Skip to content

hamanlp/hama

Folders and files

NameName
Last commit message
Last commit date

Latest commit

Β 

History

47 Commits
Β 
Β 
Β 
Β 
Β 
Β 
Β 
Β 
Β 
Β 
Β 
Β 
Β 
Β 
Β 
Β 
Β 
Β 

Repository files navigation

hama – cross-platform G2P + ASR inference

This repository packages hama inference runtimes. It ships:

  • a Python package built with uv, powered by ONNX Runtime
  • a Bun/TypeScript package that runs under Node.js/Bun and in browsers
  • shared tokenizer + Hangul jamo helpers
  • a waveform-input phoneme ASR runtime over exported ONNX
  • reproducible tests for both runtimes

Assets

Package assets (under python/src/hama/assets and ts/src/assets) contain:

  • encoder.onnx + decoder_step.onnx (split runtime, recommended)
  • asr_waveform_fp16.onnx (canonical ASR waveform model)
  • g2p_vocab.json

Both runtimes use split assets by default. A legacy single-file ONNX is still supported only when you explicitly provide model_path/modelPath.

Python package (python/)

Requirements: uv>=0.3, Python 3.9+.

cd python
uv sync --extra test
uv run pytest
uv run pytest tests/test_split_assets.py -q
uv run pytest tests/test_asr.py -q

Quick demo script (python/example.py):

from hama import G2PModel


def main() -> None:
    model = G2PModel()
    result = model.predict("Really? What's the orbital velocity of the moon?", preserve_literals="punct")
    print("IPA:", result.ipa)
    print("Display IPA:", result.display_ipa)
    print("Alignments:", result.alignments)

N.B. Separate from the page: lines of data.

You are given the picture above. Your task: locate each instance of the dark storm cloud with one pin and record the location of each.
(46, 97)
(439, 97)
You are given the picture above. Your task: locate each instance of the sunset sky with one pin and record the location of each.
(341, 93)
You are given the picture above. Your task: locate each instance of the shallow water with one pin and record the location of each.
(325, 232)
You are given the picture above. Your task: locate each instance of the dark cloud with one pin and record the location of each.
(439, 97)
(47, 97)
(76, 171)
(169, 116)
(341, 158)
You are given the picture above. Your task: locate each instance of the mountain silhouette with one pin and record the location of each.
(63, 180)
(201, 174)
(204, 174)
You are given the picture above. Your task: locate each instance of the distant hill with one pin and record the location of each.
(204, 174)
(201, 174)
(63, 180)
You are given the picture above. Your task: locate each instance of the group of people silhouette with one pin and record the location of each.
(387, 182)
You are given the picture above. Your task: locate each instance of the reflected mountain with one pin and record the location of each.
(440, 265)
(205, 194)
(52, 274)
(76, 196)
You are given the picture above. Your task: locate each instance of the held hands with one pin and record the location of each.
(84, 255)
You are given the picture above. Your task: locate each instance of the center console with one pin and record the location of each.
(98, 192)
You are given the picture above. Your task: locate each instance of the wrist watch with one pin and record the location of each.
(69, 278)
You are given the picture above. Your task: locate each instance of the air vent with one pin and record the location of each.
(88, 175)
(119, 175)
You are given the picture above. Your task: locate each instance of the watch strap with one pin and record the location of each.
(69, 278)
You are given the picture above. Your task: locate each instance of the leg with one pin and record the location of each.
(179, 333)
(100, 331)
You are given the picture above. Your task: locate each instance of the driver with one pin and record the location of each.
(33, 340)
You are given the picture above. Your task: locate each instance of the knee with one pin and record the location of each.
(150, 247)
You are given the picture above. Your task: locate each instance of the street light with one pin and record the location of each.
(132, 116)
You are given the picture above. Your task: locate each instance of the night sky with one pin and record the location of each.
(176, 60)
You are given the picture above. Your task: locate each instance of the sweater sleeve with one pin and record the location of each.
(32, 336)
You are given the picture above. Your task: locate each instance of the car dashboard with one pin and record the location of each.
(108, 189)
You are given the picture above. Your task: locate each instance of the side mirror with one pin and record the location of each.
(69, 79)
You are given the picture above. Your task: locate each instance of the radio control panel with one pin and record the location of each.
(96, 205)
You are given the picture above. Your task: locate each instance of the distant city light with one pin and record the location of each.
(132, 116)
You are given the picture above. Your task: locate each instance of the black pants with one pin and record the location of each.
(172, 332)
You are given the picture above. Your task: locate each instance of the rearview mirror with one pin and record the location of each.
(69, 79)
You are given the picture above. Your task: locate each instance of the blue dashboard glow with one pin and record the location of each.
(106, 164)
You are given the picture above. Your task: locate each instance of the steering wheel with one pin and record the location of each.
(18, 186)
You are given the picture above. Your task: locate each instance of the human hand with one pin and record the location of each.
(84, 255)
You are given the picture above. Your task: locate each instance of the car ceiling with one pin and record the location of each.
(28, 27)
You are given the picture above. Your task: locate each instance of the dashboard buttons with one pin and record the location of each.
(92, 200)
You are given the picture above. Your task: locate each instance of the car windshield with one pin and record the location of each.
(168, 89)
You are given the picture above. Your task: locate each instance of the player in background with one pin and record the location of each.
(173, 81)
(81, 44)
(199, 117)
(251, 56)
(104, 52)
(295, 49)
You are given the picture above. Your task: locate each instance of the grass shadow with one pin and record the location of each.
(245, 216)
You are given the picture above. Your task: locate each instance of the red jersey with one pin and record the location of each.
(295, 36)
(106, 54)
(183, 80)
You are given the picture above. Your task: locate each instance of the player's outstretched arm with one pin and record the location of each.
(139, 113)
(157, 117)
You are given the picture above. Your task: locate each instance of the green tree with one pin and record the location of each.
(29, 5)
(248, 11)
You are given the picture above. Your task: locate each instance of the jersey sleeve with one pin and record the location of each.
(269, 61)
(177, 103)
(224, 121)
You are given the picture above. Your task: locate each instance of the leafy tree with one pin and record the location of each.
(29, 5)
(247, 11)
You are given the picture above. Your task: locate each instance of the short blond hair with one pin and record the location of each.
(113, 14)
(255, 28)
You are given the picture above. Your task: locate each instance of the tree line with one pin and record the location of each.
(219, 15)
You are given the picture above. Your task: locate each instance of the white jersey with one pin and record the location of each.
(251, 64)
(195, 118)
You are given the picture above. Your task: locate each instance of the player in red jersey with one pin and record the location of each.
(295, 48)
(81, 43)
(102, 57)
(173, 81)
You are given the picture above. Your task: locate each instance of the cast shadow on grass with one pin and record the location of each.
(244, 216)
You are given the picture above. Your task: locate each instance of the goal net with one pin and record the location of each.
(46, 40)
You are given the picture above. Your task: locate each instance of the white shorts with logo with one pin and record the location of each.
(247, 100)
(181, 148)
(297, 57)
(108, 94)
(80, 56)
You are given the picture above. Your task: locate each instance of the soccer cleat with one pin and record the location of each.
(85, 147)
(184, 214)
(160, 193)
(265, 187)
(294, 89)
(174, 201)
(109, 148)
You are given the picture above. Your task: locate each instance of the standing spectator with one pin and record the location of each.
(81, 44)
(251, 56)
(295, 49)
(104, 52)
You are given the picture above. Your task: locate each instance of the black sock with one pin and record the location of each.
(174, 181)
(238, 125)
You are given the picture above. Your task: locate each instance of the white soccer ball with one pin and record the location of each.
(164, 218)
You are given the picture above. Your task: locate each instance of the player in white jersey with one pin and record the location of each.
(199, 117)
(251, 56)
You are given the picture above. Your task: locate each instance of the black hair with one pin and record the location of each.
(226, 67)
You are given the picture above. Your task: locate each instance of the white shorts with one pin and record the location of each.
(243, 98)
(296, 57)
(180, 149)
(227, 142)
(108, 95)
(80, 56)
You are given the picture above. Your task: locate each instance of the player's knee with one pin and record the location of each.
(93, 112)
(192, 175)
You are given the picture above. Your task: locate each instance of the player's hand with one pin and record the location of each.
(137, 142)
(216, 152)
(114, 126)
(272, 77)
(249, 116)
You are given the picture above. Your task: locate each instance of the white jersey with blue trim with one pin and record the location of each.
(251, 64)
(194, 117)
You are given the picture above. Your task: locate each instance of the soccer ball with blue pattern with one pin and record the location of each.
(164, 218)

if __name__ == "__main__":
    main()

Run it with:

uv run python python/example.py

ASR demo script (examples/python_asr.py):

cd python
uv sync --extra test
uv run python ../examples/python_asr.py --wav /path/to/audio.wav

You can omit --wav to run a synthetic smoke input.

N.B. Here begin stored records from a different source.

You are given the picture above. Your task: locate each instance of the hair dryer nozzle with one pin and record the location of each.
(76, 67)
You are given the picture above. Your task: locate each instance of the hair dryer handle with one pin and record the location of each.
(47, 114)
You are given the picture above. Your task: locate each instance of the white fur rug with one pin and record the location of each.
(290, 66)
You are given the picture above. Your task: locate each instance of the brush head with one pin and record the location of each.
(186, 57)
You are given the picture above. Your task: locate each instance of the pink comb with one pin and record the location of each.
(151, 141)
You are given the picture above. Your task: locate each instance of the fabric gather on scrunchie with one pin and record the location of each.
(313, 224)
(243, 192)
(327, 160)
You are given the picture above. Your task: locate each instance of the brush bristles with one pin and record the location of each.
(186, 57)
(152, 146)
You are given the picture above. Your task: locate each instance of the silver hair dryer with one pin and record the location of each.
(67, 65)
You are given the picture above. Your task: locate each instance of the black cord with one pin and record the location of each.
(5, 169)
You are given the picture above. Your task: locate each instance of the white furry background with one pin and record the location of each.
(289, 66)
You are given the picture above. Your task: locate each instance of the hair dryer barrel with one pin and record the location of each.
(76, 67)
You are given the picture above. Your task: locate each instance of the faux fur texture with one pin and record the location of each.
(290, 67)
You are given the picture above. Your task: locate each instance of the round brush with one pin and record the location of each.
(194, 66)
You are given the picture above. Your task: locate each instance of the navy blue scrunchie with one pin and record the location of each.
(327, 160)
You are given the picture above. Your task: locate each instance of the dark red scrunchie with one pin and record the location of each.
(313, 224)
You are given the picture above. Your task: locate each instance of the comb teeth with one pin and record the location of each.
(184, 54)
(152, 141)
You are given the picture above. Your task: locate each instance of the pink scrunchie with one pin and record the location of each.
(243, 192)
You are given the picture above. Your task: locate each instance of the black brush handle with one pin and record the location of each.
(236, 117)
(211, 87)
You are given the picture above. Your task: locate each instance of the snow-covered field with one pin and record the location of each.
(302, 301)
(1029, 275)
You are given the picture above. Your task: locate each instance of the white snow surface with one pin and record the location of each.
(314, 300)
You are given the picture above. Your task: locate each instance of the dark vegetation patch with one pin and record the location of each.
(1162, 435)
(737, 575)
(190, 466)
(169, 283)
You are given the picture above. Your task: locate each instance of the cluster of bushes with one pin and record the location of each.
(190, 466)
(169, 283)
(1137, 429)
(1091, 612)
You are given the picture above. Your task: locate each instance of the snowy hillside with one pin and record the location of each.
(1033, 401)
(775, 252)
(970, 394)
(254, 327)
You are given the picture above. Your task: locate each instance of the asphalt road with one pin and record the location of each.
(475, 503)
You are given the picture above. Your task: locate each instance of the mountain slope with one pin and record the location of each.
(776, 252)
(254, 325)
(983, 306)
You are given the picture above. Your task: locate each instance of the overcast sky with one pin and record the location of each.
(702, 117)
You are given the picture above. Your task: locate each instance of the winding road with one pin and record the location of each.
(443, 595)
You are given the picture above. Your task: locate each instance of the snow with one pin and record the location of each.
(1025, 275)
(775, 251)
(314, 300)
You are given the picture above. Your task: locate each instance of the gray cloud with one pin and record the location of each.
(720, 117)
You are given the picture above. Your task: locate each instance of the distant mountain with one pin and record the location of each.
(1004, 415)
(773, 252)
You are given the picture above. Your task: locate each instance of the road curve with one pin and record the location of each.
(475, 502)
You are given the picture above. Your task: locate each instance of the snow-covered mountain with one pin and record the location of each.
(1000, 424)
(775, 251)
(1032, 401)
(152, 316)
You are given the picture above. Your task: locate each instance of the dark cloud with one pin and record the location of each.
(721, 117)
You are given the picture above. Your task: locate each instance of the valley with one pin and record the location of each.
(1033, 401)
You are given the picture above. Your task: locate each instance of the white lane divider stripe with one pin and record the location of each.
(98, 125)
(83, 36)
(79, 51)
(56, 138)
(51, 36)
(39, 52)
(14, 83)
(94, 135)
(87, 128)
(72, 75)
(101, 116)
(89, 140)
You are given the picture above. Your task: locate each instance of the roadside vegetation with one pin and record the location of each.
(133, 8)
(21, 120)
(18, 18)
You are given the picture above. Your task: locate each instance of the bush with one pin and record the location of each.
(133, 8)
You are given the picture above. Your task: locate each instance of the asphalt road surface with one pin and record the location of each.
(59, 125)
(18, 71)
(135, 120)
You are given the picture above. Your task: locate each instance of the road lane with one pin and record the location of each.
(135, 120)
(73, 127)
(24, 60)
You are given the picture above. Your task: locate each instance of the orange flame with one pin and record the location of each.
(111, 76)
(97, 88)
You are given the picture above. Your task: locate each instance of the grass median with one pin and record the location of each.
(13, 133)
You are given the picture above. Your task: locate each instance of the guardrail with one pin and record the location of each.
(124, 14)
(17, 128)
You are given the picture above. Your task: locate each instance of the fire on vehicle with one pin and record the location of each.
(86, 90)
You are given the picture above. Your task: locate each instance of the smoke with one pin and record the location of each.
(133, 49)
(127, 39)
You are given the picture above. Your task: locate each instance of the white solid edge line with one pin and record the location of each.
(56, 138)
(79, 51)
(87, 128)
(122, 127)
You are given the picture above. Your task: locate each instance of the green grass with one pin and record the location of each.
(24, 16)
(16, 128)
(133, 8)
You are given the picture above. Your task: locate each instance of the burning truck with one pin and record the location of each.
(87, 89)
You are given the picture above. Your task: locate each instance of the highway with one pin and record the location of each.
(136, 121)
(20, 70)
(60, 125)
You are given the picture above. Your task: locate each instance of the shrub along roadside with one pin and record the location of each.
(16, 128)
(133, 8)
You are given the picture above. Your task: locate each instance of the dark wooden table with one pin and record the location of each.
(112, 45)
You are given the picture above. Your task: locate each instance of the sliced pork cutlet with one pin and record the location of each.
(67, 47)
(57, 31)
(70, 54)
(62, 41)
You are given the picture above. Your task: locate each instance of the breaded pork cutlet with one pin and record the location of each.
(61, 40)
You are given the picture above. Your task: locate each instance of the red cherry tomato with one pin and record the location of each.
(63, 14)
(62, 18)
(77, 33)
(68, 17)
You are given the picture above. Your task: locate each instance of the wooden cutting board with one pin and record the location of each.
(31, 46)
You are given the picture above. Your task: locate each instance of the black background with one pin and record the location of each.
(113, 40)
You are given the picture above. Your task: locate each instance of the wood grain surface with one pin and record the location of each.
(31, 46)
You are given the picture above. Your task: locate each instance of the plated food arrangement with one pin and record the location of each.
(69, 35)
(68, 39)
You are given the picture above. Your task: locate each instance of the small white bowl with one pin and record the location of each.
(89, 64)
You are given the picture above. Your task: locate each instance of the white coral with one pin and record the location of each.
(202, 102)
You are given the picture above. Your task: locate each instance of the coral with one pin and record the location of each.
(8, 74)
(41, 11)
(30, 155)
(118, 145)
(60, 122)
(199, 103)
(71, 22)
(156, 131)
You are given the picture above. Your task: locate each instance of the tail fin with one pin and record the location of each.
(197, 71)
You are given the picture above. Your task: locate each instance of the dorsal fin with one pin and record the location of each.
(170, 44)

Live mic ASR with Silero VAD 6.2 (examples/python_live_asr_silero_vad.py):

cd python
uv sync --extra test
uv run pip install sounddevice "silero-vad==6.2.0"
uv run python ../examples/python_live_asr_silero_vad.py
# if nothing is detected, list/select your input device:
uv run python ../examples/python_live_asr_silero_vad.py --list-devices
uv run python ../examples/python_live_asr_silero_vad.py --input-device "MacBook Air Microphone"
# reduce <unk> noise and heartbeat logs:
uv run python ../examples/python_live_asr_silero_vad.py --unk-bias -2.0 --listening-log-interval-sec 8
# default VAD matches iOS: threshold=0.6 and dynamic silence duration
# (<3s: 1000ms, 5s: 500ms, 12s: 200ms, 17s: 100ms, >17s: immediate)

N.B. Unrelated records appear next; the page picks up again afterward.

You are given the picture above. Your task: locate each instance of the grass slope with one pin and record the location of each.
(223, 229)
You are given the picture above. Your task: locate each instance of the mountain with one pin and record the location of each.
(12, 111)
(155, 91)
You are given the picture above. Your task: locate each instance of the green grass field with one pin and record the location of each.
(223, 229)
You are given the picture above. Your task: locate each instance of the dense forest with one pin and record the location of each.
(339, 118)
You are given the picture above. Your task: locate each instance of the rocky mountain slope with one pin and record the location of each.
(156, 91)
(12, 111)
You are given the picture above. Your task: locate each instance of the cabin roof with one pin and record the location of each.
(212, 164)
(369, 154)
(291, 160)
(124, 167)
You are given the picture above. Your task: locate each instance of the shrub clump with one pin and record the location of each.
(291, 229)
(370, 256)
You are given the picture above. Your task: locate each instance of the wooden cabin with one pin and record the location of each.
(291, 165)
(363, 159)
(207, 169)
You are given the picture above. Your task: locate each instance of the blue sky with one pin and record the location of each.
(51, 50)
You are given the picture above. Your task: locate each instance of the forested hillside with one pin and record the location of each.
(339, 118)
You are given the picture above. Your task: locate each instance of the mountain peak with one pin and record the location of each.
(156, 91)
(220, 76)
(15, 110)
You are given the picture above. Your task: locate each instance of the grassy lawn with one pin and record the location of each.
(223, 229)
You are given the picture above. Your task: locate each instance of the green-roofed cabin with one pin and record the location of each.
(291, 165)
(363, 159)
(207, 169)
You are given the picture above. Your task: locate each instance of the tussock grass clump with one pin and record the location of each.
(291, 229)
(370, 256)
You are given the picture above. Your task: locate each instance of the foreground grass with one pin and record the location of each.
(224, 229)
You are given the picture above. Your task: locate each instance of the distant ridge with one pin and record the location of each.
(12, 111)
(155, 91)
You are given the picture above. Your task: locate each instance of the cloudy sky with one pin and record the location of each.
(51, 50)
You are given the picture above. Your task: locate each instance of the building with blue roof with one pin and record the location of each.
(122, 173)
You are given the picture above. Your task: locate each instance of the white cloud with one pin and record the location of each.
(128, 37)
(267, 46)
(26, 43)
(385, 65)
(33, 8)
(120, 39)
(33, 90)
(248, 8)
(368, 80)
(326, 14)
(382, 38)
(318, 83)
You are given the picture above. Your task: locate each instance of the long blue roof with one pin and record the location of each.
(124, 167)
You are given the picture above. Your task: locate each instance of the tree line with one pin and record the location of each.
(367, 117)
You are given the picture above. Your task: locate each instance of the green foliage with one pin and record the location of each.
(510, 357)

This is example-only; no new runtime dependencies were added to hama.

The public API lives in hama.__init__:

  • split_text_to_jamo / join_jamo_tokens – reversible Hangul disassembly
  • G2PModel.predict(text) – returns canonical IPA, a display-friendly IPA string, and phoneme -> char_index alignments derived from attention weights
  • predict(..., split_delimiter=r"\s+", output_delimiter=" ", preserve_literals="none" | "punct") can segment input before inference, join segment IPA outputs with a delimiter, and optionally preserve punctuation in result.display_ipa without changing canonical result.ipa
  • char_index is -1 only for whitespace-only input
  • ASRModel.transcribe_file(path) / ASRModel.transcribe_waveform(waveform, sample_rate) return collapsed phoneme output from asr_waveform_fp16.onnx
  • ASRResult includes phonemes, phoneme_text, word_phoneme_text, token_ids, and frame-level frame_token_ids

Pass encoder_model_path + decoder_step_model_path (recommended split mode), or model_path (single-file fallback), plus optional vocab_path for custom assets. For ASR, pass model_path if you want a non-default ONNX file.

TypeScript + Bun (ts/)

Requirements: bun>=1.1.

cd ts
bun install
bun run build
bun test
bun test tests/asr.test.ts
bun run validate:model:split
bun run validate:asr
bun run validate:browser
bun run validate:browser:asr

# Install published package (instead of local dist/)
bun add hama-js
# or
npm install hama-js

Live mic ASR with Silero VAD in TS/Node (ts/scripts/live-asr-silero.ts):

cd ts
bun add -d @ricky0123/vad-node node-record-lpcm16
# macOS recorder dependency:
brew install sox
bun run live:asr:silero
# default VAD matches iOS: threshold=0.6 and dynamic silence duration
# (<3s: 1000ms, 5s: 500ms, 12s: 200ms, 17s: 100ms, >17s: immediate)
# optionally:
bun run live:asr:silero --input-device "default" --unk-bias -2.0
bun run live:asr:silero --record-program sox

This TS live script is example-only and uses optional dev dependencies.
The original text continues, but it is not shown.